Riding a mechanical lift up three stories, in a lot that’s a short walk from Lehigh’s main campus, Denton Burrows ’11 gets to work in creating a 34-foot-high mural that pays homage to Bethlehem’s steel-making history while giving a nod to the physical changes that reflect the section’s revitalization.
Onlookers gather as Burrows—spray paint can in hand—helps give shape to the mural that, over five days in April, transforms the stucco wall of a Third Street building. The commission is part of the SouthSide Arts & Music Festival, and Burrows and fellow artists who are part of the unique Dripped on the Road traveling artist residency program are a main attraction.
Traffic eases past, and the sounds of nearby construction add to the street’s vibrancy. Burrows pulls back the lift to get a better view of his work, then resumes painting, forming the steelworker’s face. Other artists work below him and to the right, rolling strips of color onto the wall and adding other characters and pop-art features.
Burrows, co-founder of the art production company Dripped On Productions, understands the draw of street art. He has created countless murals as visual social commentary.
“Public art, in general, is very powerful because it’s not locked in a room in a gallery that some people can’t access or can’t afford,” says Burrows, who graduated with a degree in fine arts. “It’s for everybody, no matter how old or how much money you have or what race you are, and it has a lot of power to brighten up and inspire neighborhoods.”
Burrows was named one of the top street artists to watch by Network A and Paper Magazine, and he was featured in Creative Quarterly’s Top 100 Artists, Designers and Photographers of 2014. He won the National Can Art competition for Pabst Blue Ribbon Beer, with his winning design appearing on 35 million cans. He’s also assistant curator and project manager of the Centre-Fuge Public Art Project in New York City.
Burrows first took to the road with Dripped on the Road in 2016. Traveling in two RVs over 40 days, the artists created murals and gave talks in East Coast communities. Their first stop was the Banana Factory in Bethlehem, where they created a 10-foot-by-9-foot banner that now hangs outside the arts center’s doors. The steelworkers mural capped a second, monthlong traveling residency.
“There’s a freedom to this life that’s intoxicating,” he says about the traveling artistry work. ”I don’t think about the day that it ends.”
Though Burrows has been doodling since he was a kid—and getting in trouble for drawing in school—he initially considered a degree in psychology or anthropology at Lehigh. Viewing art as more of a hobby, he took an elective Drawing I class taught by Berrisford Boothe, associate professor of art. The pairing of student and teacher proved serendipitous.
“I actually wasn’t doing that well, because it wasn’t the kind of things I love to draw,” Burrows says. “At a review at the end of the semester, I had to meet one-on-one with Berris, and I brought my still lifes, which I wasn’t that proud of.

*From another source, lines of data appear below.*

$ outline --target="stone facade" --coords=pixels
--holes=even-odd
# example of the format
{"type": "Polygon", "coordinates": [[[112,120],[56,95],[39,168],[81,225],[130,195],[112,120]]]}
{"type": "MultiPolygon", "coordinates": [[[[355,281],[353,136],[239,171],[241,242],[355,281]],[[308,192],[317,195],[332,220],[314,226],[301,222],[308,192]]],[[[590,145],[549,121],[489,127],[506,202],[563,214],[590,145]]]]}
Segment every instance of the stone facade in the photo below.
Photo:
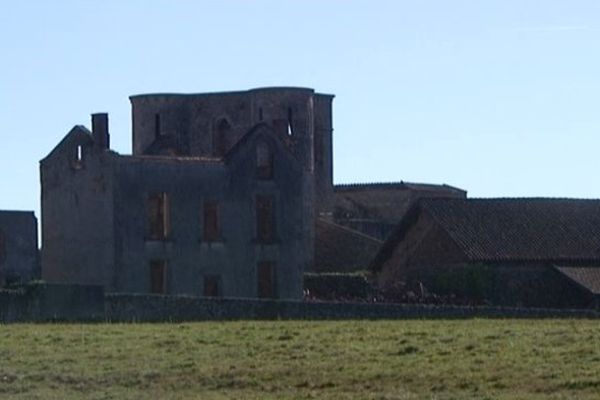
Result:
{"type": "Polygon", "coordinates": [[[385,231],[415,199],[465,195],[445,185],[335,187],[333,96],[312,89],[130,100],[132,155],[110,150],[108,116],[96,114],[92,131],[75,126],[41,161],[49,282],[299,298],[304,271],[364,269],[382,236],[372,226],[385,231]],[[315,240],[323,223],[337,228],[315,240]],[[359,248],[356,262],[323,261],[359,248]]]}
{"type": "Polygon", "coordinates": [[[30,211],[0,211],[0,287],[39,276],[37,218],[30,211]]]}
{"type": "Polygon", "coordinates": [[[332,187],[330,172],[315,174],[326,157],[313,158],[315,137],[331,143],[321,137],[331,135],[331,97],[290,88],[134,96],[131,156],[109,149],[105,114],[92,132],[74,127],[41,161],[43,278],[301,297],[317,187],[332,187]]]}

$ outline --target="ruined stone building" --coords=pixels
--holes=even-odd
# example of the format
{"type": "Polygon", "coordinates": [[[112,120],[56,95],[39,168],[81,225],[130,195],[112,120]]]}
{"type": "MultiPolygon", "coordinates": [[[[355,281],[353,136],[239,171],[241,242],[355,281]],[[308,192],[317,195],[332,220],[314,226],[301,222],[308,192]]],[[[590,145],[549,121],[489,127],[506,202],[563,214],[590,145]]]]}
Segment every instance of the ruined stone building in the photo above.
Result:
{"type": "Polygon", "coordinates": [[[37,218],[0,210],[0,287],[39,278],[37,218]]]}
{"type": "Polygon", "coordinates": [[[299,298],[304,271],[364,269],[446,185],[333,185],[332,95],[264,88],[130,98],[133,154],[108,116],[41,161],[42,275],[109,291],[299,298]]]}

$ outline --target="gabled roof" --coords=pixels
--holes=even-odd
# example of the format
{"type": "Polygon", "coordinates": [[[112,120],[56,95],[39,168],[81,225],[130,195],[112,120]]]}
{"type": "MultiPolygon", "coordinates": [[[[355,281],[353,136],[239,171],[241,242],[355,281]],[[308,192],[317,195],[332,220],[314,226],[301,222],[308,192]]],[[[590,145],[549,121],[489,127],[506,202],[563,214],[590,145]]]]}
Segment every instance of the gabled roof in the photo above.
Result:
{"type": "Polygon", "coordinates": [[[423,190],[423,191],[450,191],[457,194],[466,194],[466,191],[454,186],[435,183],[416,182],[371,182],[371,183],[341,183],[334,185],[336,192],[350,192],[362,190],[423,190]]]}
{"type": "Polygon", "coordinates": [[[419,213],[427,213],[470,261],[600,262],[600,200],[422,199],[372,263],[378,269],[419,213]]]}
{"type": "Polygon", "coordinates": [[[67,143],[77,140],[78,138],[81,138],[90,144],[94,141],[94,139],[92,139],[92,132],[90,132],[88,128],[83,125],[75,125],[40,162],[43,163],[47,159],[52,158],[56,153],[59,152],[59,149],[61,149],[67,143]]]}
{"type": "MultiPolygon", "coordinates": [[[[334,186],[335,207],[386,223],[397,223],[423,197],[466,197],[466,191],[449,185],[388,182],[353,183],[334,186]]],[[[357,217],[355,215],[354,217],[357,217]]]]}
{"type": "Polygon", "coordinates": [[[268,135],[269,137],[279,141],[281,147],[285,149],[285,151],[291,156],[291,158],[297,160],[296,155],[291,151],[288,143],[285,142],[285,138],[281,135],[277,134],[271,126],[264,122],[260,122],[254,125],[252,128],[248,130],[225,154],[224,159],[229,159],[235,154],[239,149],[246,146],[246,143],[255,135],[268,135]]]}

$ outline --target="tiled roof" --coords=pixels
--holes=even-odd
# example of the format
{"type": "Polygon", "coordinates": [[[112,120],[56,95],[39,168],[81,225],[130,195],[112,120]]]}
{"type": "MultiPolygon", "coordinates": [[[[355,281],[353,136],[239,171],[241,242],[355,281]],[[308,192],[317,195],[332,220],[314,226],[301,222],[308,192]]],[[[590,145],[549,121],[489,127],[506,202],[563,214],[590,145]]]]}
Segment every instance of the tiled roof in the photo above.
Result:
{"type": "Polygon", "coordinates": [[[397,223],[423,197],[461,197],[466,192],[448,185],[390,182],[335,185],[337,214],[397,223]]]}
{"type": "Polygon", "coordinates": [[[396,190],[443,190],[443,191],[456,191],[459,193],[466,193],[464,190],[454,186],[433,183],[414,183],[414,182],[371,182],[371,183],[342,183],[334,185],[336,192],[347,192],[355,190],[366,190],[366,189],[396,189],[396,190]]]}
{"type": "Polygon", "coordinates": [[[315,271],[364,270],[379,250],[381,241],[353,229],[317,218],[315,271]]]}
{"type": "Polygon", "coordinates": [[[590,291],[600,294],[600,266],[596,267],[555,267],[573,282],[590,291]]]}
{"type": "Polygon", "coordinates": [[[424,199],[419,207],[474,261],[600,261],[600,200],[424,199]]]}

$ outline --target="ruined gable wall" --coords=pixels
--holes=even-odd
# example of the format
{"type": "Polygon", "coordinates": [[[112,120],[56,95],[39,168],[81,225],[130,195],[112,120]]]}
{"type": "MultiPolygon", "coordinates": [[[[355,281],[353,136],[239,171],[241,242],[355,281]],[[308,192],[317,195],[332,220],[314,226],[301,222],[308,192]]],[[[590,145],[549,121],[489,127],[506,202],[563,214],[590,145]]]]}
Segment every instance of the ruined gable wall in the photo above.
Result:
{"type": "Polygon", "coordinates": [[[111,288],[114,157],[94,151],[86,135],[76,135],[41,162],[44,280],[111,288]],[[78,145],[83,159],[76,167],[78,145]]]}

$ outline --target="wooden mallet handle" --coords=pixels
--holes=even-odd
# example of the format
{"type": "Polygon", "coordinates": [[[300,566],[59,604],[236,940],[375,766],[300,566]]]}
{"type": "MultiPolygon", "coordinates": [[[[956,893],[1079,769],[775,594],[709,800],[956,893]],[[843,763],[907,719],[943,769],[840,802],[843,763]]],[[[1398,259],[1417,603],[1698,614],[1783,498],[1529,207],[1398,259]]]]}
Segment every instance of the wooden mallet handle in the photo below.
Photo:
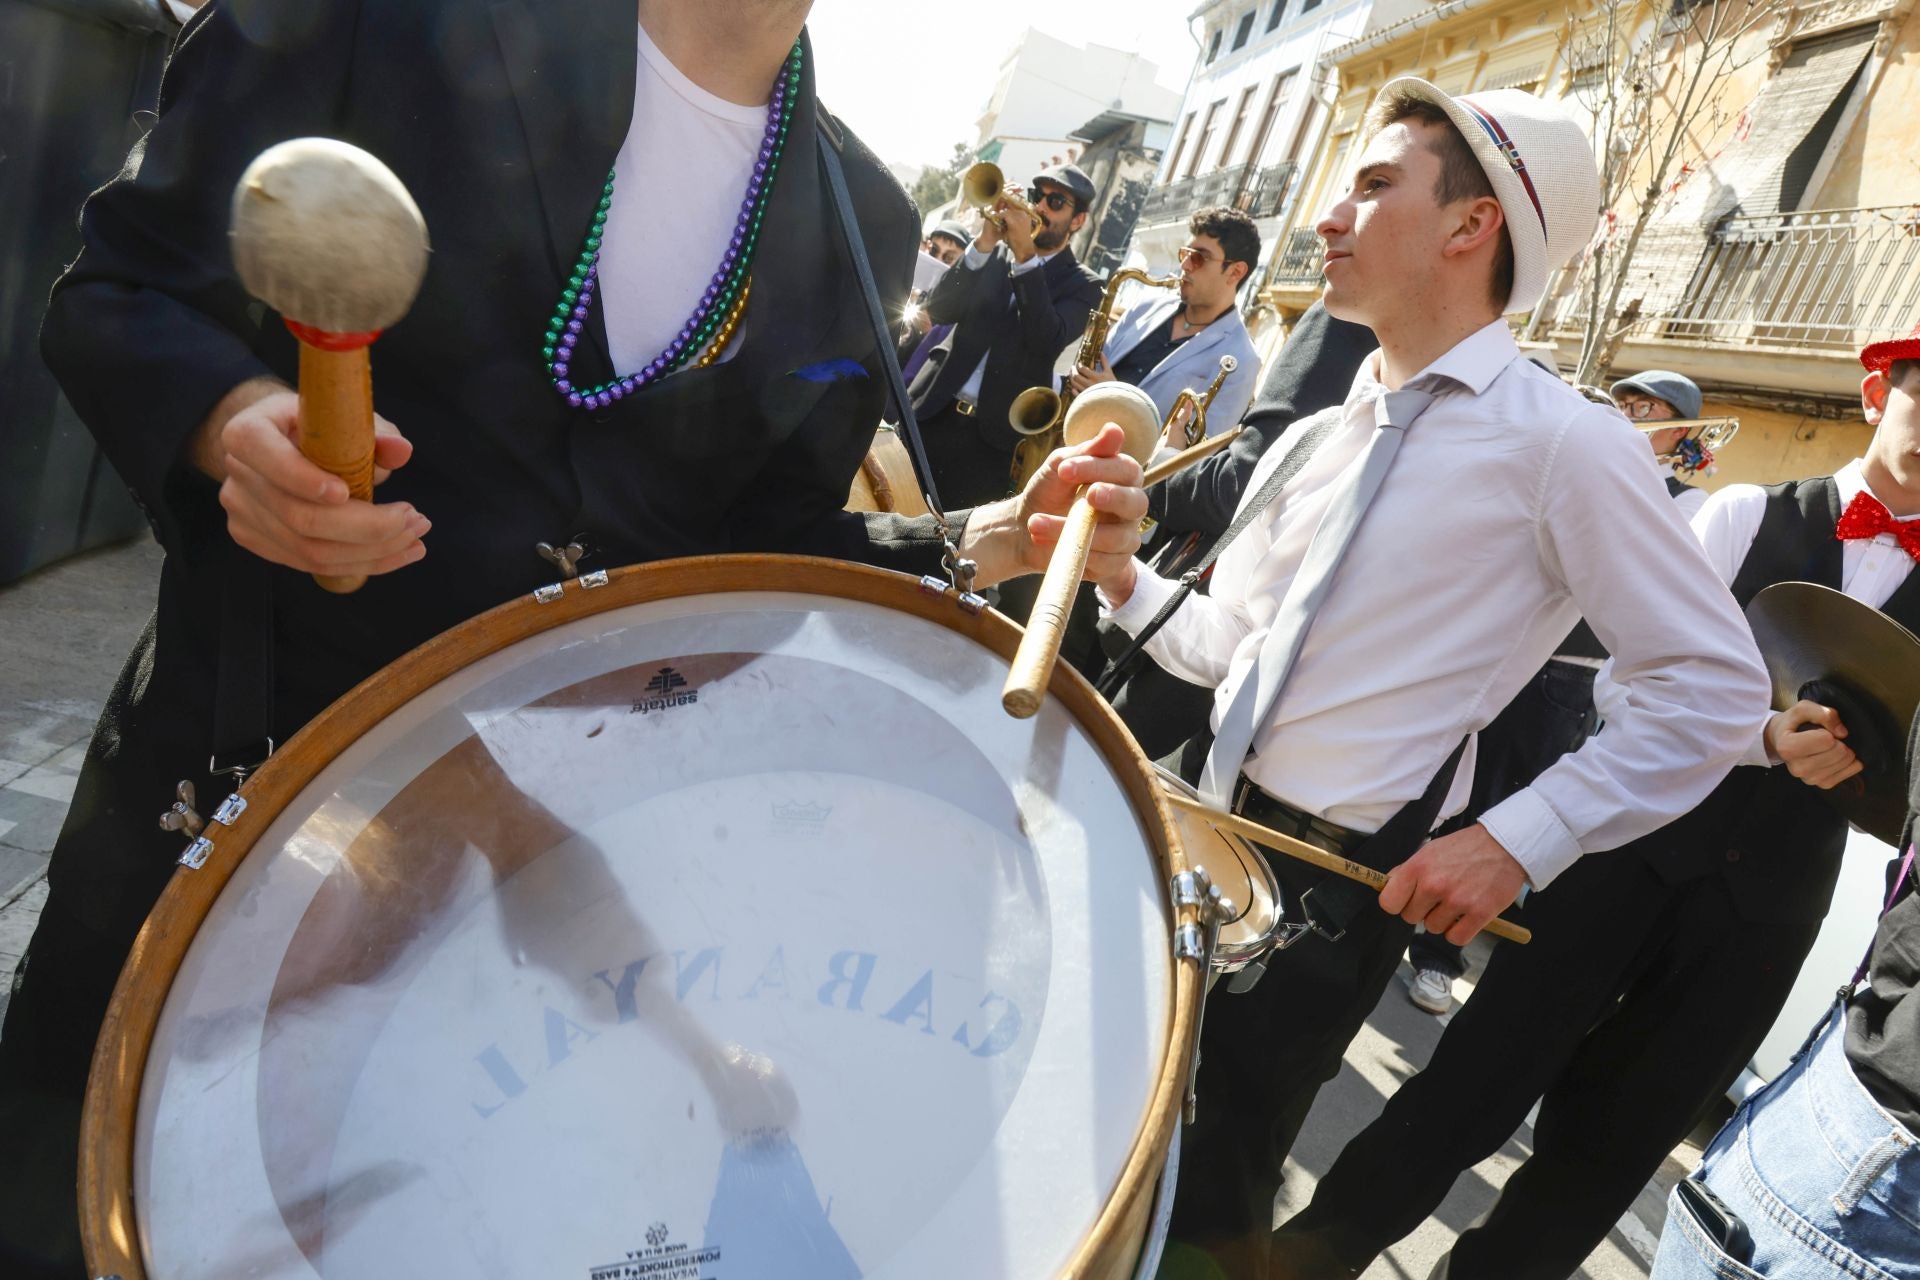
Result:
{"type": "MultiPolygon", "coordinates": [[[[373,371],[367,348],[376,335],[287,327],[300,340],[300,452],[322,471],[346,481],[349,498],[371,502],[373,371]]],[[[365,586],[367,576],[316,573],[313,580],[344,595],[365,586]]]]}
{"type": "MultiPolygon", "coordinates": [[[[1331,871],[1337,876],[1358,881],[1375,889],[1384,889],[1387,877],[1372,867],[1360,865],[1351,858],[1343,858],[1337,853],[1328,853],[1325,849],[1283,835],[1272,827],[1263,827],[1257,822],[1249,822],[1237,813],[1223,813],[1210,804],[1188,799],[1177,791],[1162,788],[1167,803],[1175,809],[1185,809],[1188,813],[1206,819],[1222,831],[1231,831],[1235,835],[1245,836],[1255,844],[1286,854],[1289,858],[1298,858],[1302,862],[1312,863],[1322,871],[1331,871]]],[[[1485,933],[1496,938],[1505,938],[1508,942],[1527,943],[1533,941],[1533,930],[1525,925],[1514,924],[1499,916],[1487,921],[1485,933]]]]}
{"type": "Polygon", "coordinates": [[[1040,701],[1046,696],[1054,664],[1060,660],[1060,642],[1067,634],[1073,597],[1080,590],[1080,575],[1087,571],[1087,556],[1093,550],[1093,531],[1099,523],[1100,513],[1081,490],[1067,508],[1067,527],[1060,531],[1053,559],[1047,561],[1033,612],[1027,616],[1026,634],[1020,637],[1013,669],[1000,691],[1000,705],[1016,719],[1025,720],[1040,710],[1040,701]]]}
{"type": "MultiPolygon", "coordinates": [[[[1060,424],[1060,434],[1067,444],[1084,444],[1109,425],[1119,427],[1126,438],[1122,446],[1126,454],[1144,463],[1153,455],[1154,442],[1159,439],[1159,406],[1130,383],[1096,383],[1073,398],[1060,424]]],[[[1060,542],[1047,561],[1033,611],[1027,615],[1027,632],[1020,637],[1013,668],[1000,690],[1000,705],[1017,720],[1038,712],[1046,699],[1054,665],[1060,660],[1067,616],[1073,610],[1081,575],[1087,571],[1087,555],[1093,549],[1094,527],[1099,522],[1099,513],[1087,500],[1086,491],[1075,494],[1067,508],[1066,528],[1060,531],[1060,542]]]]}

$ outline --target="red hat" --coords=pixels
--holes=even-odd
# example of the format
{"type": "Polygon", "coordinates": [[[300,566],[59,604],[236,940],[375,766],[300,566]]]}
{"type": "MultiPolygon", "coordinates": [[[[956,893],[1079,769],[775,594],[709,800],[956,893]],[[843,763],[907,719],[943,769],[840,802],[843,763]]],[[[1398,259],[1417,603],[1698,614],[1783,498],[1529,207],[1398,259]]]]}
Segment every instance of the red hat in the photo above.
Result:
{"type": "Polygon", "coordinates": [[[1920,324],[1904,338],[1873,343],[1860,353],[1860,363],[1874,373],[1885,373],[1895,360],[1920,360],[1920,324]]]}

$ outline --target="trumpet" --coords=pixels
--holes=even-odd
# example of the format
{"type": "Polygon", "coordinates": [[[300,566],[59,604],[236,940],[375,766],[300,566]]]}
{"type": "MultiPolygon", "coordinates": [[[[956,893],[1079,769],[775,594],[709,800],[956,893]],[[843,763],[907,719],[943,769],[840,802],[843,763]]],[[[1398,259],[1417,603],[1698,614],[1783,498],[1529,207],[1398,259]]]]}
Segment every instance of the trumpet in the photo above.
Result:
{"type": "Polygon", "coordinates": [[[1193,416],[1187,421],[1187,430],[1182,448],[1191,449],[1207,438],[1207,410],[1213,404],[1213,398],[1220,394],[1220,387],[1227,375],[1240,367],[1240,362],[1232,356],[1220,357],[1220,372],[1213,375],[1213,381],[1207,389],[1195,395],[1190,387],[1182,387],[1180,394],[1173,398],[1173,408],[1167,412],[1166,425],[1160,429],[1162,438],[1168,445],[1173,444],[1173,424],[1180,420],[1180,410],[1191,407],[1193,416]]]}
{"type": "Polygon", "coordinates": [[[1714,450],[1726,448],[1740,432],[1738,418],[1668,418],[1662,422],[1636,422],[1633,425],[1648,435],[1684,428],[1685,434],[1674,442],[1673,447],[1664,453],[1654,454],[1653,460],[1688,475],[1712,467],[1714,450]]]}
{"type": "Polygon", "coordinates": [[[1007,233],[1006,215],[993,211],[993,206],[1002,202],[1005,202],[1008,208],[1017,209],[1032,219],[1036,234],[1046,225],[1032,205],[1007,191],[1007,176],[1000,172],[999,165],[982,160],[961,177],[960,203],[969,209],[978,209],[981,217],[997,227],[1001,235],[1005,235],[1007,233]]]}

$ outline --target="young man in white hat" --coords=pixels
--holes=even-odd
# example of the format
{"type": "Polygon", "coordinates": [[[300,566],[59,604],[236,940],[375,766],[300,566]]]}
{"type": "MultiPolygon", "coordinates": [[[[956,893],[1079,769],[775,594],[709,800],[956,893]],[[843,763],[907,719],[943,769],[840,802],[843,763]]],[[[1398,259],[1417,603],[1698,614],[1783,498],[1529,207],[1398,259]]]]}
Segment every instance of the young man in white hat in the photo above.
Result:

But I also brought my personal sketchbook that I really had never shown anybody, and he was quite enamored by it. And then over many, many conversations with him and meetings, we started to explore the possibility that this might be something to pursue, if I wanted to.”
Burrows has always been fascinated with the study of people and with why things happen, and that’s reflected in his art. By his own description, his work is complicated and connected and has a surreal quality. Each piece, he says, however, is an open-ended narrative. “It’s rarely so obvious what it’s about that somebody guesses it right off the bat. It’s just kind of supposed to be an inviting, colorful, visual puzzle for people to explore and get what they want out of it.”
Burrows says he doesn’t start a piece knowing exactly what it will be about. (The exception was the Bethlehem mural.) “I just kind of say, ‘Oh, I have enough stuff here that I can start.’ But I never plan it out fully. I decide how big it is, and I just let it organically grow as I, myself, sort of organically contemplate the topics or the influences at that moment.”
With each mural, Burrows says, community members eventually show up. They are initially skeptical, he says, then express thanks that the artists brightened a wall and gave them something to look at. “It just makes people happy. That’s how humans work,” he says. “I’m happy to be a part of that.”